En varias ocasiones, la identificación entre la selección nacional colombiana y
el país resulta clara, como ocurre en la siguiente frase: “El director técnico, sereno
como ante la muerte de un ser querido, reconoció que la selección fue reflejo del
país”, que nos faltó entereza, que era necesario reedificarlo todo”.
Los jugadores son desmitificados en ciertos momentos, y se describen como
las víctimas de un sistema triturador que los usa mientras son necesarios y después
los deshecha como material defectuoso. Frente al éxito excesivo que encumbra
algunos, el país está lleno de jugadores de segunda línea que se han esforzado tanto
o más que los otros, pero que son condenados al ostracismo y la pobreza:
Golauto era un galpón lleno de puertas que ningún empleado
abría. Lo que más me quedó en la memoria, aparte de esa imagen, fue
la sensación de que todos, desde el dueño hasta los vendedores,
hablaban con las mismas frases que usaban cuando eran futbolistas.

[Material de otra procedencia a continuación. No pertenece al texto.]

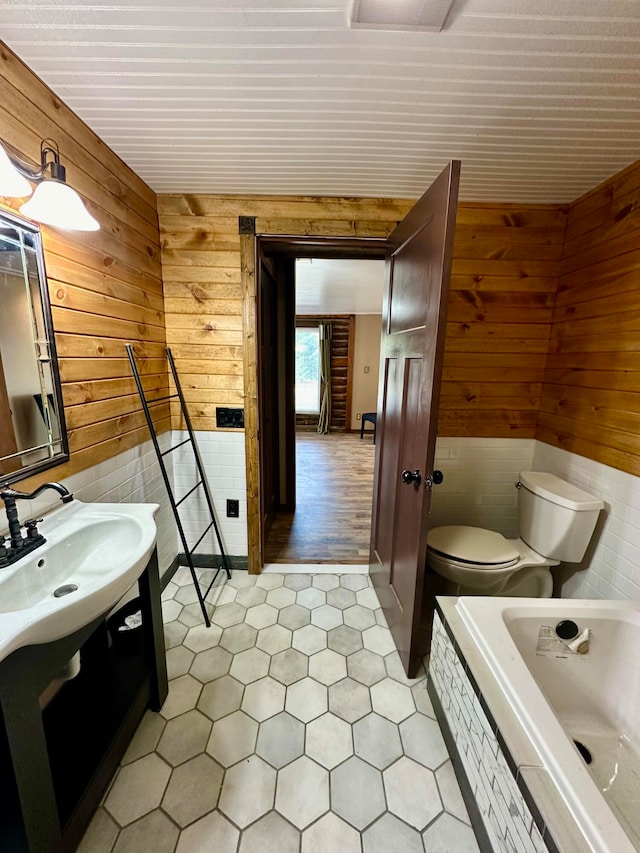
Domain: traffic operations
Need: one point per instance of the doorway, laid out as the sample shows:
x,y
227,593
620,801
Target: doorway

Por la oficina de “El Patetarro” pasaban el goleador que casi no
supera un cancer, el arquero suplente al que le apuñalaron un nervio
del tobillo, el líbero al que tuvieron que amputarle la pierna, como un
desfile de personajes de circo: la marcha de los jugadores
contrahechos. Y decían alguna cosa de las de siempre en medio de
sus conversaciones sobre carros: “el negocio es así”, “no hay cliente
pequeño”, “no se nos dieron las cosas”.
A fin de cuentas, Pepe Tovar reconoce la fragilidad de los jugadores de fútbol,
simbolizada en: “la cumbre de esa carrera corta como la vida de un insecto que es la
carrera de un futbolista”.
No, la selección colombiana del mundial de 1994 no jugó como si tuviera
permiso para perder. Las entretelas del gran espectaculo, del gran negocio, se
ciñeron a sus cuellos hasta casi asfixiarlos, apagando la artística genialidad que
brotaba de sus botas. La imaginación fue sustituida por una voluntad temerosa y
condicionada, la magia extrangulada.